Trading results for 21 January 2025
The first trading day after the inauguration of the new US president, Donald Trump, was accompanied by a flurry of executive orders that, as expected, caught the market participants off guard. Fortunately, these orders turned out to be less severe than some had feared and caused no immediate casualties. In fact, this was the main driver of Tuesday's market rally. Although the main trading session began near zero levels, there was a noticeable positive sentiment that only grew stronger throughout the day. Trump, like an experienced stoker, kept fuelling the market with new "logs" (executive orders), which investors largely interpreted positively.
As a result, the trading session saw a confident upward trend, culminating in all indexes closing at their daily highs. Among the leading US indexes, the Dow Jones (DJIA-30) posted the largest gain, up 1.24%. Its peers, the broad-market S&P 500 and the tech-heavy NASDAQ Composite, also rose, albeit less dramatically, gaining 0.88% and 0.64%, respectively.
Meanwhile, the ITS indexes supported the Dow and accomplished what the leading US indexes could not—posting gains exceeding 1% in a single day. The ITS World Index (ITSW) and the ITS Shariah Index (ITSS) both climbed 1.16% on Tuesday. The main driver of growth in these indexes was the stock of the tech giant Oracle Corp (ORCL, +7.17%), which surged after President Trump issued an order lifting the ban on TikTok, making it available to everyday Americans once again. Oracle, as the primary cloud provider for TikTok in the US, benefited significantly, while companies like Apple (AAPL, -3.19%) adopted a more cautious approach.
While the iPhone maker continues to block TikTok downloads on its App Store, Oracle placed its trust in Trump’s assurances, enabling millions of US users to regain access to a continuous stream of data across 40 applications. Oracle’s stock skyrocketed, gaining over 7% in a single day, while Apple shares found themselves on the opposite end of the spectrum. On Tuesday, Apple was the biggest loser in both the S&P 500 and the ITS family of indexes: ITSW and ITSS.

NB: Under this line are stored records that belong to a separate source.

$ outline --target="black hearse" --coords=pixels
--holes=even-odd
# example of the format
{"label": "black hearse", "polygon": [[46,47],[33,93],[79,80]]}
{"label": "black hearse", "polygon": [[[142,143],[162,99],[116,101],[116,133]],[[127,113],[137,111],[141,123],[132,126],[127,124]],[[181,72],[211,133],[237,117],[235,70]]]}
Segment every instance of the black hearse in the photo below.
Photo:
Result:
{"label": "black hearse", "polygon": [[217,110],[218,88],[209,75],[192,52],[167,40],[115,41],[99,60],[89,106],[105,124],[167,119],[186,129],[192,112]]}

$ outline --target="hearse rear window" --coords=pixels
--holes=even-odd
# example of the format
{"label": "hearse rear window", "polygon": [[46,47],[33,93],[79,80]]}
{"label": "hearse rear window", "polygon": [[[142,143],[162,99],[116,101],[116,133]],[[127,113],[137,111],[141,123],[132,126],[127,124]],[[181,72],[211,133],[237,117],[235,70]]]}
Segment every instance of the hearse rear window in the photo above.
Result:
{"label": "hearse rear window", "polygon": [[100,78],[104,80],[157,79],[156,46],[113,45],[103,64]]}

The sell-off in Apple shares was driven not only by the absence of TikTok in its App Store but also by negative forecasts from leading analysts at Jefferies and Loop Capital. Analysts from both firms revised their sales estimates and lowered their target prices for Apple shares. Jefferies analyst Edison Lee reduced his target from $212 to $201 per share, while Loop Capital predicted a 2% decline in iPhone sales, revising its previous forecast of a 1% increase. Naturally, these predictions dampened the mood of investors and Apple enthusiasts, leading to a modest sell-off in the company's stock on Tuesday.

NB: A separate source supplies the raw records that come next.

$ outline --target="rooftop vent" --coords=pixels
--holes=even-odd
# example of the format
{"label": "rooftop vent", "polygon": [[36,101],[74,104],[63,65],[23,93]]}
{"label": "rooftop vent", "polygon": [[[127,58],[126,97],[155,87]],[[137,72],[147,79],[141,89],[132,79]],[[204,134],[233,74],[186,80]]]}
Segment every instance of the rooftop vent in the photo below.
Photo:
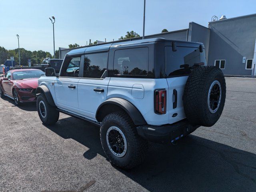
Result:
{"label": "rooftop vent", "polygon": [[223,19],[227,19],[227,18],[226,17],[226,15],[222,15],[220,18],[220,20],[223,20]]}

Overall, Tuesday’s trading results can be considered positive. The initial reaction to the largely unpredictable Trump presidency did not result in any "catastrophes," which is already a good sign. Market participants remain relatively confident, and there is every chance that we may see the continuation of the upward trend and new record highs for the indexes in the coming days.